Math

This week we took a break from RightStart Geometry and worked on Challenge Math.

We used Chapter Two of the book, having completed Chapter One several months ago. Chapter 2 is on Problem Solving, and presents several ways to approach various problems: charts and diagrams; think 1; Venn diagrams; patterns, sequences and function machines. Nothing integrates all the various methods -- for example, it's pretty clear that we're studying, say, charts and diagrams, and all problems in this sections are going to be solved using charts and diagrams; and no problems using Venn diagrams will be sneaking in.

We did one section per day. We read through the explanations together. I copied off the page(s) of problems, and Kid1 worked from the copy, using stacks of scrap paper. In the end I stapled all of her scrap paper to the copy of the problems, so we can save it all together as a sort of homemade workbook.
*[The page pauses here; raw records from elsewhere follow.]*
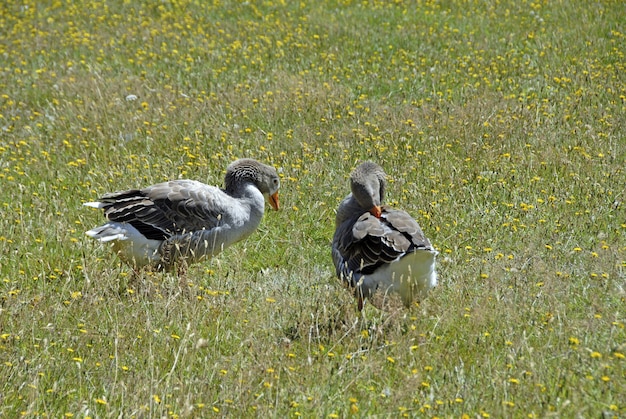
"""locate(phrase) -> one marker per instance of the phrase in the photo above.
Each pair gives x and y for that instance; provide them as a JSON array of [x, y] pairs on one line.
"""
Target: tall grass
[[500, 123]]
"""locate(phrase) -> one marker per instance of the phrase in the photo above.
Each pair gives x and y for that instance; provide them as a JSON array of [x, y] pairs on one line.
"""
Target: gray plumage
[[378, 249], [185, 220]]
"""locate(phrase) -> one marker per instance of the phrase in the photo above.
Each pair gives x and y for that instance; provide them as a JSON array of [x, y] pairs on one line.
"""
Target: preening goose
[[185, 221], [380, 252]]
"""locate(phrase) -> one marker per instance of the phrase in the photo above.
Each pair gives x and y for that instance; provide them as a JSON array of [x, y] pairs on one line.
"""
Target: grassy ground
[[500, 123]]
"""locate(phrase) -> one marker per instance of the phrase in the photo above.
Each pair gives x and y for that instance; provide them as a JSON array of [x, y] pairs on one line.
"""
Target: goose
[[184, 221], [379, 252]]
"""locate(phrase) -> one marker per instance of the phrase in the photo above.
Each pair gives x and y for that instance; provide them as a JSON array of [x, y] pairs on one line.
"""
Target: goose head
[[367, 183], [264, 177]]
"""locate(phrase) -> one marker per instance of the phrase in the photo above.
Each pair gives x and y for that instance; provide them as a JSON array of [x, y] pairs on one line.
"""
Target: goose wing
[[166, 209], [364, 244]]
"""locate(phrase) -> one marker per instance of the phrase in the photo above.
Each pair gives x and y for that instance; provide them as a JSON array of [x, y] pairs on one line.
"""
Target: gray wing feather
[[362, 245], [165, 209]]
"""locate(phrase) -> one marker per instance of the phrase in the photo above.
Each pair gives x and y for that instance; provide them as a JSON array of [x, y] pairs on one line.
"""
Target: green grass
[[500, 124]]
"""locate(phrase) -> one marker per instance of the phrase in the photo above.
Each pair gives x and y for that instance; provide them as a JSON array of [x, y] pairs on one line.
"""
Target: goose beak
[[274, 201], [376, 211]]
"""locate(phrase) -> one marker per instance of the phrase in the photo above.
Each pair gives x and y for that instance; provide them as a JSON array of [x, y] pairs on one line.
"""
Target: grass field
[[500, 123]]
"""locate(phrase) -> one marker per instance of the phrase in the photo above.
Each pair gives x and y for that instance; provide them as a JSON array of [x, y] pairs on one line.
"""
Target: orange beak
[[274, 201], [376, 211]]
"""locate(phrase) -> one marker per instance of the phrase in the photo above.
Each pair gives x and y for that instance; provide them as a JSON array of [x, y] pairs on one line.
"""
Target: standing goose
[[185, 221], [378, 251]]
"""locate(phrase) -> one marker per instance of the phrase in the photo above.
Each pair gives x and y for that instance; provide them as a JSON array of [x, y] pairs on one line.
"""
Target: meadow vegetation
[[502, 127]]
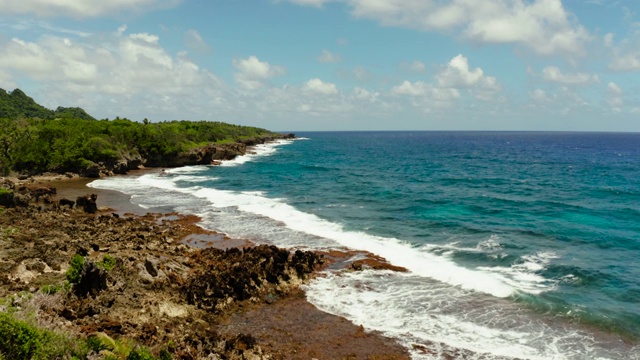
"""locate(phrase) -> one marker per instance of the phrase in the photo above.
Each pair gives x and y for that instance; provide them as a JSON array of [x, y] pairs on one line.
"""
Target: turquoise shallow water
[[541, 230]]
By the way, the answers to all of the problems are in the back of the book, along with a good explanation of how to get the answers.
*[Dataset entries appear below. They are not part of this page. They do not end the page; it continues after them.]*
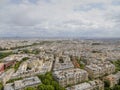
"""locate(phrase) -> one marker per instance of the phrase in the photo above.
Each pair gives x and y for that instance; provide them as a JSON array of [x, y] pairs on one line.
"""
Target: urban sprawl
[[50, 64]]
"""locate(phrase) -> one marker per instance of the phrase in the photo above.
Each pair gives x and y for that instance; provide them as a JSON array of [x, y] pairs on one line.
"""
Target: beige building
[[7, 75], [92, 85], [70, 76], [113, 79], [99, 70]]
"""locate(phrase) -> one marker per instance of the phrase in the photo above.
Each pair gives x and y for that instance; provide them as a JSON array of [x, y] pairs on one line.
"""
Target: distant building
[[7, 75], [1, 68], [99, 70], [91, 85], [113, 79], [71, 76], [21, 84]]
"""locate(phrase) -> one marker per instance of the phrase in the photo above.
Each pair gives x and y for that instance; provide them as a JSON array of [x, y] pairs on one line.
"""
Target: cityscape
[[59, 44], [63, 64]]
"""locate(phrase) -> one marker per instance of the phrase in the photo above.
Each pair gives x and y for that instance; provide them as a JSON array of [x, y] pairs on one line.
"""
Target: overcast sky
[[60, 18]]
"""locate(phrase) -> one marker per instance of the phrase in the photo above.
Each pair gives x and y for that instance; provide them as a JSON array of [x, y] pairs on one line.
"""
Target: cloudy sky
[[59, 18]]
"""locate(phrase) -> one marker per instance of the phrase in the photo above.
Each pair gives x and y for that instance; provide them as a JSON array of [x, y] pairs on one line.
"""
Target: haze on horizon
[[59, 18]]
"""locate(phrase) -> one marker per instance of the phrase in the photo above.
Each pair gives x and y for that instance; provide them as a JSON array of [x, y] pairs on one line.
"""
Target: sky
[[59, 18]]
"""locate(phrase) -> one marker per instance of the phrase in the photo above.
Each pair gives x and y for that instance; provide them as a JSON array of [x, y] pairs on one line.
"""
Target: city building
[[70, 76]]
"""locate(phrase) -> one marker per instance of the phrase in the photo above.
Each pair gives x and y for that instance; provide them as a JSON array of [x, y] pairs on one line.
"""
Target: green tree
[[41, 87]]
The first section we tackled was charts and diagrams. This included problems such as: Marilyn had a bag of gold coins. She gave 1/8 of them to her mother and then gave 1/2 of what was left to her brother. She then gave 2/7 of what was left to her dad. If she then had 25 coins left, how many did she have originally?

The method given to solve this is to draw a rectangle representing the original amount of coins, then start divvying it up according to what went where ... so, 1/8 of the rectangle is marked off to show that amount went to her mother, then the rectangular area left is divided into half to show what went to her brother, etc. etc.

Me: "This looks a lot like Singapore math."

Kid1: "Yeah, pretty much."

Next day we took a look at "think 1". This helps with problems such as: a group of 24 college students decided to climb Mt. McKinley. They bought enough food to last 20 days. If 16 additional students join them, how many days will their food last?

To solve this type of problem, you think how long the food will last for 1 student -- which is to say, if only 1 student went, having that amount of food, how many days would the food last? It would last 480 days. So if you have 40 students, that same amount of food should last 12 days.

The problem that we most discussed in this section was about cats: Jay has 8 cats that need to be fed while he is away on a 12 day vacation. If a bag of cat food will feed 3 cats for 15 days, how many bags does he need for his vacation?

Setting aside the image of the litter box situation after a 12 day vacation (is someone coming over to clean them out? and, just how big is Jay's house to hold 8 cats?) we found ourselves remarking that a) there's no way there's going to be an "average" cat in the bunch -- some will be big eaters and some won't eat much, and b) eating patterns vary wildly when the routine is disrupted by vacation -- some will gorge and some will refuse to eat.

But Kid1 starting in on her calculations, and soon discovered that it was going to take a bit more than 2 bags.

"Okay, he needs to buy 3 bags, then."

"Umm, I think they want to to figure out how much more...like two-point-something-or-other."

"Well, that's dumb, because you can't buy partial bags. And anyone leaving for 12 days should leave extra on hand, anyway, in case something happens -- you're not going to measure it out that precisely."

Next section, Venn diagrams. Coincidentally, Poppins posted a link to this site, just chock full of Venn diagrams, the same day we did this section. This was an easy, fun section.

Finally, patterns, sequences and function machines gave us tips on how to solve questions like: in the following sequence, what is the 500th term? 7, 16, 25, 34 .... (the answer is 4498, by the way).

Overall, it's been a fun week of math.